The U.S. Open main draw begins this morning and for the fourth year in a row, I will not be able to attend. Gone are the good ol’ days of working for the USTA and getting to take the trip up to New York to take it all in.
Since I cannot go, I decided to utilize Markov Chain models and Monte Carlo simulations to predict who will win.
Markov Models for tennis are essentially placing some initial inputs into a model and allow it to simulate an entire match, giving you the probabilities player A wins over player B. A Monte Carlo simulation is when you run an entire tournament over and over like this. Even if you can do the math, one of the most difficult parts is creating the initial inputs to run the Markov Model.
MY METHODOLOGY
I decided to experiment with an idea that begins with something I read in Dr.
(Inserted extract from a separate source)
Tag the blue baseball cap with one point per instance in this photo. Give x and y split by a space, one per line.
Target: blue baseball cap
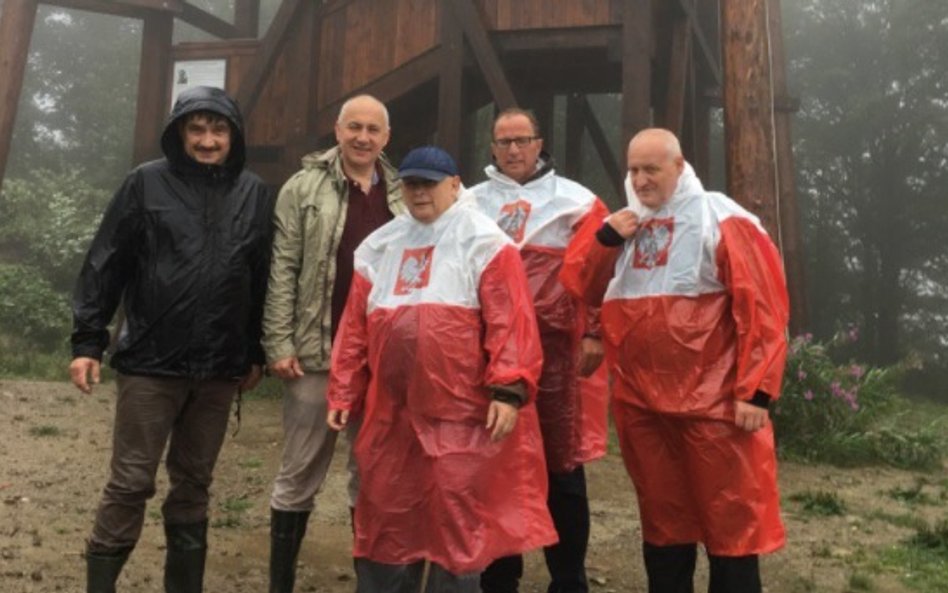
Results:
427 162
Kamran Aslam’s PhD dissertation he wrote at USC. Dr. Aslam and his advisor, Dr. Paul K. Newton published portions of this paper several times, including in the Journal of Quantitative Analysis in Sport back in 2009.
Dr. Aslam took the idea that you start by finding the overall mean probability to win a point while returning. This is defined as the returning average of ‘the field’. Let’s say this is 0.330. Then, if Roger Federer is playing Novak Djokovic and Roger’s average ability to win a point returning is 0.40, then he is 0.07 better than ‘the field’. If Novak’s average is 0.41, then he is 0.08 better than ‘the field’.
Then, if Roger’s percentage he wins serve is 0.7, you subtract Novak’s ability ‘above the field’ (0.08), making Roger’s effective serving percentage, 0.62.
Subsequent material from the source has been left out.